Exposure and response prevention (ERP) is specifically designed for OCD. It encourages you to confront your obsessions and resist the urge to carry out compulsions. 

During ERP, your therapist will support you to deliberately put yourself in a situation that would usually make you feel anxious. Instead of performing your usual compulsion, you will be encouraged to try and tolerate the anxiety. 

ERP helps you to see that the uncomfortable feelings will eventually go away even if you don’t perform a compulsion. 

This type of therapy can be challenging and may make you feel more anxious at first. It’s a good idea to talk to a health care professional before you start about what it involves, and whether you are in a good place to start it. 

“I started to learn how to manage my OCD when I spoke to a therapist.” 

Cognitive therapy 

Cognitive therapy focuses on identifying and changing negative feelings about yourself, to help you change unhelpful responses and behaviours. 

Seeking therapy privately 

You can read more about seeking private therapy here

What medication might I be offered? 

You may be offered the following medications for OCD, either on their own or alongside talking therapy: 

  • selective serotonin reuptake inhibitors (SSRIs) – a type of antidepressant that has also been shown to be effective in treating OCD 
  • clomipramine – a tricyclic antidepressant, which you may be offered if an SSRI doesn’t work. 

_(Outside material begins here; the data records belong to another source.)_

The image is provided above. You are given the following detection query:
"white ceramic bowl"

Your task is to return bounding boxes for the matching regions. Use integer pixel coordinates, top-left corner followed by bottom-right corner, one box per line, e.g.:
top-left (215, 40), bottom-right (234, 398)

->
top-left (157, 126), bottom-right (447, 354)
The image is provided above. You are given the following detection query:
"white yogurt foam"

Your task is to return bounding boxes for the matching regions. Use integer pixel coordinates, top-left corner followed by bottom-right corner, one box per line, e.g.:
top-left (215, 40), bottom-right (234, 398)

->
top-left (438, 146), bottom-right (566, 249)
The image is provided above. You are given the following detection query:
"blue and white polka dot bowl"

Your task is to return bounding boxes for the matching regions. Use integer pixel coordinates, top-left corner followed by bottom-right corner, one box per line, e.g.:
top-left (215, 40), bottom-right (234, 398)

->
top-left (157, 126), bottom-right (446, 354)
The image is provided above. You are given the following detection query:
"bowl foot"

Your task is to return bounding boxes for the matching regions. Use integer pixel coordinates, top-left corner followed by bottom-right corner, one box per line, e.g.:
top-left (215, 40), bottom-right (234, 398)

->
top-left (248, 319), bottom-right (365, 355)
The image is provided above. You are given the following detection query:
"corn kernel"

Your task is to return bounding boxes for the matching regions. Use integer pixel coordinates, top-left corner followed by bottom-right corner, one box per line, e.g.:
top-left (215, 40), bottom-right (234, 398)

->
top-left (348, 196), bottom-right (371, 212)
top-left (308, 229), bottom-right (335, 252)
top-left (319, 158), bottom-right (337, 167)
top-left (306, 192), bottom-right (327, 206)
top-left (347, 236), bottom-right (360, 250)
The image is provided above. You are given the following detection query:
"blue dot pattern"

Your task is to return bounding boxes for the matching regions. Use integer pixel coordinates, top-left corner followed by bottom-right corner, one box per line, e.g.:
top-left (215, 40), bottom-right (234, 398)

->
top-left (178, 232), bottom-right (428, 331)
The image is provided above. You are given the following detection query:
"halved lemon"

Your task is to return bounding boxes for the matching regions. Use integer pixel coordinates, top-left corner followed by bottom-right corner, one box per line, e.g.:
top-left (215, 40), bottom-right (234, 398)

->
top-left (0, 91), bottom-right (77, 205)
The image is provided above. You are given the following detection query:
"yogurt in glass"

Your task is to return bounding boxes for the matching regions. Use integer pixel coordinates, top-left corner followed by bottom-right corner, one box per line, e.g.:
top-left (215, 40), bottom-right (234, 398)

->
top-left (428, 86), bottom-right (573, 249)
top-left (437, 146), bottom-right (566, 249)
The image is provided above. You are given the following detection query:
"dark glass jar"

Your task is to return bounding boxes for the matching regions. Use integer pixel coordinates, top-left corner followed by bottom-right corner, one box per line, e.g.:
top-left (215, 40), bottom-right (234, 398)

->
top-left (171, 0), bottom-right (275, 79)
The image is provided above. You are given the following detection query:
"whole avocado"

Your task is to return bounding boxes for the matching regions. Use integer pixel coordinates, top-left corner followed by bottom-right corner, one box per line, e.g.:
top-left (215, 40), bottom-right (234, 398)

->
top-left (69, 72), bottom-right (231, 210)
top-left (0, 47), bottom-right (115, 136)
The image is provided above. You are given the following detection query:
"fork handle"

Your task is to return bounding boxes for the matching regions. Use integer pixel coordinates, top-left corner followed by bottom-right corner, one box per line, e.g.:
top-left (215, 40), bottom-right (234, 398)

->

You can read more about these antidepressants here

Different people find different medications helpful. You can talk to your doctor about your options – you might find you need to try out a few different types of medication before you find one that works for you. 

“I’ve been on meds for the last three years and my OCD is so much more controllable.”

Might I be offered social care support? 

Depending on how your OCD impacts your life, you may be eligible for social care. Social care services support people who struggle to manage day-to-day activities. You can contact the Social Welfare Department (2343-2255) or visit their website to learn more. 

Specialist OCD services 

If your OCD is very severe and the above treatment options have not helped, you may be referred to a specialist OCD service. Unfortunately, not all areas have specialist services and you might have to travel outside your local area.